Tony Champion

No. 87, 1
- Position: Wide receiver

Personal information
- Born: March 19, 1963 (age 62) Humboldt, Tennessee, U.S.

Career information
- High school: Humboldt
- College: Tennessee Martin

Career history
- 1985–1992: Hamilton Tiger-Cats

Awards and highlights
- Grey Cup champion (1986); Jeff Russel Memorial Trophy (1989); CFL All-Star (1989); CFL East All-Star (1989);

= Tony Champion =

American gridiron football player (born 1963)

Tony Champion (born March 19, 1963) is an American former professional football wide receiver who played in the Canadian Football League (CFL).

== Early sports career ==

A multi-sport star, Champion lived up to his name as a football standout at the high school, college and pro level. A 1981 Humboldt grad, he was an all-district player on the Vikings' 1979 undefeated, 13-0 Class AA state champion football team. As a senior, he quarterbacked Humboldt to a 10-1 season and was selected All-West Tenn., 2nd Team All-State and Humboldt Player of the Year. In basketball Champion earned All-District and All-Region as Humboldt finished state runner-up. In track, he placed 4th in state in the 330 yd. low hurdles as a junior and qualified for the state as a senior, but elected to attend graduation instead of competing at the state meet.

== Football career ==

Playing football at the University of Tennessee at Martin (1981–84), Champion was All-Gulf South Conference, had 84 career points and tied a school record with a 100-yard kickoff return. As a junior, he surpassed 1,000 receiving yards and set school records for receptions in a season (39) and most yards single game (181 yards on 3 catches). He was a pre-season All-American before suffering knee injury as a senior.
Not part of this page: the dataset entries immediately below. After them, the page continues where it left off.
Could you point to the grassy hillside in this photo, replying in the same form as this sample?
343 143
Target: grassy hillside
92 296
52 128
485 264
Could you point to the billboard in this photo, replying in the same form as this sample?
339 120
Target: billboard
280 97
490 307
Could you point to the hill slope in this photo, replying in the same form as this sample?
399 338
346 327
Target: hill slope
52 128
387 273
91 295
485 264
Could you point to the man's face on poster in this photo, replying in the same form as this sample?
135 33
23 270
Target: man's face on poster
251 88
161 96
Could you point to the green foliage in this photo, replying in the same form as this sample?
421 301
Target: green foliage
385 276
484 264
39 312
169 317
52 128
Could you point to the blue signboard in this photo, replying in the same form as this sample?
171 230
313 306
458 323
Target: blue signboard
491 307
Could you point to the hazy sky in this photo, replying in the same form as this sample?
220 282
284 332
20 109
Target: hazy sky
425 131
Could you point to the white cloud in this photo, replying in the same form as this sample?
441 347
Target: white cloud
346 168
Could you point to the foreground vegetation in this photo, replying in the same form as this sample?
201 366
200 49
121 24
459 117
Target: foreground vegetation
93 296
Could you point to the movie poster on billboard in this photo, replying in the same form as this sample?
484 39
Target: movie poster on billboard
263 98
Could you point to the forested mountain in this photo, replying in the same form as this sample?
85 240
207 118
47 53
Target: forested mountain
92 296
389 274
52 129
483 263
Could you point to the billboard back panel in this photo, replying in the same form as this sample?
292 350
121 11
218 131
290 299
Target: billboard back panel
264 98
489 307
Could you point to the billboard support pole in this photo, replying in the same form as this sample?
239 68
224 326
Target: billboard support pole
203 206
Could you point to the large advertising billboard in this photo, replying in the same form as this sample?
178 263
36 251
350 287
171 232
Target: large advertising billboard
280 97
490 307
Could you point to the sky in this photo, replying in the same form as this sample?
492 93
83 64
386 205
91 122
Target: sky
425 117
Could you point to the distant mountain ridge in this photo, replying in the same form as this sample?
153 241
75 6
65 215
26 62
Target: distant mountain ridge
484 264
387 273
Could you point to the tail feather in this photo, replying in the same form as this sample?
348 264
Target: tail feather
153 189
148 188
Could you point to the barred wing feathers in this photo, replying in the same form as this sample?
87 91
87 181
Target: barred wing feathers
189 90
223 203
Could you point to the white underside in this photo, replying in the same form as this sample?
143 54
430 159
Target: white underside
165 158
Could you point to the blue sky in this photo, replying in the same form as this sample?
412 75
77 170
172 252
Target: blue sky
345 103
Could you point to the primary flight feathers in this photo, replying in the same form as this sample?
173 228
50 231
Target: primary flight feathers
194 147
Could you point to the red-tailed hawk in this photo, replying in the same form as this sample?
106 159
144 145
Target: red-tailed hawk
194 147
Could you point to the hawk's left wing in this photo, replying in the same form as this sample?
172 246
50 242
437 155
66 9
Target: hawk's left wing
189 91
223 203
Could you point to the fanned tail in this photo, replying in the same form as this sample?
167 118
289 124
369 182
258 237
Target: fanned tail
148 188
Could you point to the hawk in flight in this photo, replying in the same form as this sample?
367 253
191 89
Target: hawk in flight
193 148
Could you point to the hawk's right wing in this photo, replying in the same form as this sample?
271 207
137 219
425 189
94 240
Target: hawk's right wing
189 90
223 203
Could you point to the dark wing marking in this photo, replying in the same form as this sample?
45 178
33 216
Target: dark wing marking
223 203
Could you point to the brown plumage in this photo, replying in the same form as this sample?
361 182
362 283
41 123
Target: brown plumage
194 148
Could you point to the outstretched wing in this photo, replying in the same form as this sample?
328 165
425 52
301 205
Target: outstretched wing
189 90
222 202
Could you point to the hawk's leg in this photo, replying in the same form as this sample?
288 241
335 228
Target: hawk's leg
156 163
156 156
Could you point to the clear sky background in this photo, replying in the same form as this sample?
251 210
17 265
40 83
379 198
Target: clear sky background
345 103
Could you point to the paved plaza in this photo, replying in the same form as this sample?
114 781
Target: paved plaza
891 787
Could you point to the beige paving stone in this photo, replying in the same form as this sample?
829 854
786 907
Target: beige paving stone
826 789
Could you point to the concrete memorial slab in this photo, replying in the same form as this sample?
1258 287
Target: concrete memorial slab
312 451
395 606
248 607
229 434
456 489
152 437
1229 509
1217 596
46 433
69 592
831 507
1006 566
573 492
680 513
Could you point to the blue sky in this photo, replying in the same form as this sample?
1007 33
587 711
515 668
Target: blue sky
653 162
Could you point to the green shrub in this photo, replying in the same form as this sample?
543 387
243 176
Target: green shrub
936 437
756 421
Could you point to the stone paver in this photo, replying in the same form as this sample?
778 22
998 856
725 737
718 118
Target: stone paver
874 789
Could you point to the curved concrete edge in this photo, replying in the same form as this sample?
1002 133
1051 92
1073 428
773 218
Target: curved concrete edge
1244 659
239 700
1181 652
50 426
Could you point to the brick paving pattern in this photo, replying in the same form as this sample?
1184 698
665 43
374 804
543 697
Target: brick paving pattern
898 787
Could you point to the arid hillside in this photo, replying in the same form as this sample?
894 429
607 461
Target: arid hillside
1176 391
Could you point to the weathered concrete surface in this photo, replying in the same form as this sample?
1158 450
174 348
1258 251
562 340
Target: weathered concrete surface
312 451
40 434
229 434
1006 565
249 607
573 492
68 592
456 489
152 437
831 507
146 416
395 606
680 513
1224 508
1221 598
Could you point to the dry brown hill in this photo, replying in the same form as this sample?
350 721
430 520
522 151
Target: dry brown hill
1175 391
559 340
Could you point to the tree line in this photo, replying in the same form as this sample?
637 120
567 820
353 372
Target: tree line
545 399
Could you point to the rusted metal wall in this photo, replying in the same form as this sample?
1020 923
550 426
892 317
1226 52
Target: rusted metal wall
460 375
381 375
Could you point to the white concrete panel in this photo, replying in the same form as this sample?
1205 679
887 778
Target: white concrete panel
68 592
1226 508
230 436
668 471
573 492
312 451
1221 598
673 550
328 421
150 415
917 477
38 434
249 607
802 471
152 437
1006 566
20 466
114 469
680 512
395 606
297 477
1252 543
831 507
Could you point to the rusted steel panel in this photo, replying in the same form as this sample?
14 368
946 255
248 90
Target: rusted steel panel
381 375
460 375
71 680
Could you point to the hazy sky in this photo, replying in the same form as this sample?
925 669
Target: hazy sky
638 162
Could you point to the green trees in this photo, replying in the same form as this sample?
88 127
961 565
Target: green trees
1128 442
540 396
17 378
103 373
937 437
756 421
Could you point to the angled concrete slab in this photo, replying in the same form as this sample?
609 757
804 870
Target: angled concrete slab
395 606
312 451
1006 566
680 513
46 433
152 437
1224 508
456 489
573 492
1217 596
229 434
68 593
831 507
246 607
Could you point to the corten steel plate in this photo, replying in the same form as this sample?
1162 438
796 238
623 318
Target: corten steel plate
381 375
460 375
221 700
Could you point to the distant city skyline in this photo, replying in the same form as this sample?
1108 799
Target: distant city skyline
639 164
Champion went undrafted in the NFL, but he signed as a free agent with the Dallas Cowboys, San Diego Chargers, and Green Bay Packers in the National Football League, and ended up being cut by all three teams.

He was a two time all-star (1986 and 1989) in the Canadian Football League, playing for the Hamilton Tiger-Cats for eight seasons from 1985 to 1992. He had 340 career receptions for 5,498 yards and 37 TD's. In 1989 Champion was runner-up for the CFL's Most Outstanding Player Award, Hamilton's Most Valuable Player, winner of the Jeff Russel Memorial Trophy, and set a team season record for touchdowns with 15 on the year.

Champion is remembered for his last minute touchdown catch in the 1989 Grey Cup game. With Hamilton trailing in the final minutes, Champion caught a 13-yard Mike Kerrigan pass deep in the end zone with 44 seconds remaining, tying the game at 40–40. Fully extended, he rolled over in mid-air to grab the ball in both hands and fell flat out on the ground, without dropping the ball. Champion was playing with broken ribs.

He won the 74th Grey Cup with the Hamilton Tiger-Cats in 1986.

== Professional football record ==

| Year | Team | Catches | Yards | Average | Long | TDs |
|---|---|---|---|---|---|---|
| 1985 | Ham | 13 | 203 | 15.6 | 67 | 1 |
| 1986 | Ham | 74 | 1216 | 16.4 | 75 | 6 |
| 1987 | Ham | 53 | 851 | 16.1 | 75 | 6 |
| 1988 | Ham | 16 | 270 | 16.9 | 42 | 1 |
| 1989 | Ham | 95 | 1656 | 17.4 | 83 | 15 |
| 1990 | Ham | 37 | 581 | 15.7 | 75 | 5 |
| 1991 | Ham | 45 | 545 | 12.1 | 26 | 2 |
| 1992 | Ham | 7 | 176 | 25.1 | 75 | 1 |

== After football ==
Champion was somewhat bitter when he left the CFL in 1992. This was evidenced as early as the 1989 Grey Cup game, where in a post game interview he proclaimed: "You've seen the last of Tony Champion." While not correct, this was a manifestation of his belief that he was not fully appreciated or compensated. Although bitter toward the end of his playing career, he eventually made his return to Hamilton more than 20 years after his playing career ended for a Hamilton Tiger-Cats playoff game at Tim Hortons Field, the 2015 East Division Semi-Final. The Tiger-Cats would go on to win that game 25–22.